The song will be just another ordinary and monotonous love confession without the use of an apostrophe. Luckily, Jonathan does not stop there. The song continues with these hilarious lines:

“…And I beg you, come away with me
And together we will find a place to call our own
I can’t wait to see what I can do
With a laptop like you.”

A laptop like you by Jonathan Coulton.

After all those lip-to-ear rhymes, sweet nothings, and “Let’s-run-away-together-to-a-distant-land” promises, it is quite astonishing for the listener to realize that the character is indeed talking to a laptop. In this amusing song, an apostrophe is used to generate an element of surprise. By conversing with a laptop as if he is whispering honeyed words to an ideal lover, the writer has succeeded in throwing the listeners for a loop and thus, making his song memorable.

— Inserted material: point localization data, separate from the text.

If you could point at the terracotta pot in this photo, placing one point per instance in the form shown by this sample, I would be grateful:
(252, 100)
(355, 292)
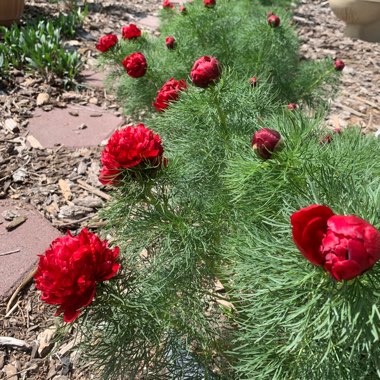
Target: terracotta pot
(11, 11)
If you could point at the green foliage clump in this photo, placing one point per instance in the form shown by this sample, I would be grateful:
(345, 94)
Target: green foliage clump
(39, 46)
(239, 36)
(217, 211)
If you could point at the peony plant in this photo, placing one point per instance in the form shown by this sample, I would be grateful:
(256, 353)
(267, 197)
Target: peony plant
(235, 259)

Understanding the technique of apostrophe brings a new and more profound perspective to the song “A laptop like you.” With such a lens in mind, the listener can apprehend how Jonathan Coulton employs different layers of meanings to add humor and wit into his lyrics. On a broader note, an apostrophe is a literary device that is widely applied in the arts to express emotions delicately. By addressing a third party who is not present or an inanimate object which is unable to feel or convey sentiments, a character is indeed demonstrating his or her emotional state.

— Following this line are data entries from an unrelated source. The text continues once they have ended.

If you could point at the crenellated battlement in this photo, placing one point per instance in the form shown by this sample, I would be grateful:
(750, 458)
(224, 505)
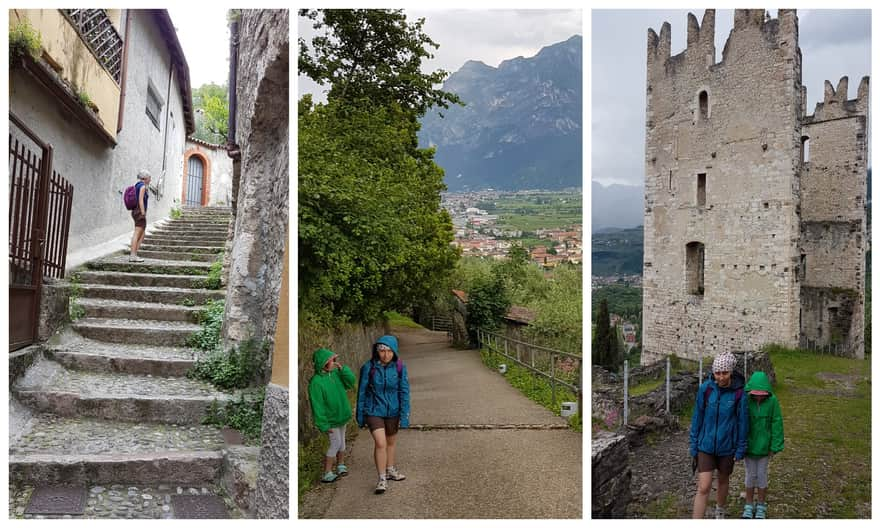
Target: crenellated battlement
(835, 104)
(700, 50)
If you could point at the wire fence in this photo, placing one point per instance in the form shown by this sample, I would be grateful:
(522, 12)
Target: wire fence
(560, 369)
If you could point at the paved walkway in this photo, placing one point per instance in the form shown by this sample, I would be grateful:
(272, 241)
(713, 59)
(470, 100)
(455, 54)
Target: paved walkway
(456, 467)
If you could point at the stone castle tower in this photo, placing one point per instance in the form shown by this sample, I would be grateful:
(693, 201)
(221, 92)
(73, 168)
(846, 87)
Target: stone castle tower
(754, 210)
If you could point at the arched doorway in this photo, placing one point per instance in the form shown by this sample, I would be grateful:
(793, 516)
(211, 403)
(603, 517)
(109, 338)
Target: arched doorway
(196, 179)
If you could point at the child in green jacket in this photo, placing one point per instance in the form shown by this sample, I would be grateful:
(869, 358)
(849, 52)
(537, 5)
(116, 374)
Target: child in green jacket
(766, 438)
(330, 407)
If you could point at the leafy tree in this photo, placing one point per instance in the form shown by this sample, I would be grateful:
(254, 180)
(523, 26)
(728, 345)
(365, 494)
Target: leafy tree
(487, 304)
(604, 347)
(373, 54)
(372, 235)
(211, 106)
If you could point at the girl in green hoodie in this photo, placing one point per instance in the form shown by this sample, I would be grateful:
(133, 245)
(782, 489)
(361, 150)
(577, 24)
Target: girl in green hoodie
(766, 438)
(330, 407)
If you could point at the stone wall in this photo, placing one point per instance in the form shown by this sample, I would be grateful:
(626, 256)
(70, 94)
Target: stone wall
(271, 500)
(611, 476)
(723, 172)
(261, 221)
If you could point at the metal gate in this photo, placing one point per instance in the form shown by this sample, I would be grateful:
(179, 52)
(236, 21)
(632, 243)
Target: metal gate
(39, 221)
(194, 182)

Lyrics cited: A laptop like you.



2 Comments

  •   Professor Seiler
    February 5th, 2018 at 8:59 pm

    Trang, what an engaging post and fantastic example! Your choice of this song is so effective, in part because the artist so clearly “gets” how accustomed we all are to the apostrophic mode in love songs.

    Are you a big Jonathan Coulton fan?

  • I’ve always heard apostrophe used in reference to the first part of the definition, discussing someone who has died. I think to focus on the inanimate object definitely brought more of a challenge, and, I think similarly to my own approach with lament, made it difficult to find something that doesn’t evoke a sense of a more painful longing.
    This comedic approach to apostrophe is really unique, and I think helps to exemplify the term more specifically. I imagine that there are more songs out there addressing people, like Ed Sheeran’s Supermarket Flowers where he talks to his recently deceased grandmother, mostly because it seems like maybe more of a common of a topic. But in actuality I find myself talking to inanimate objects fairly regularly, most commonly to say “hurry up,” because a program is running slow, or a crossing light isn’t changing. This type of apostrophe is surprisingly more common in casual language, so I like that you worked to find that in more poetic lyrics.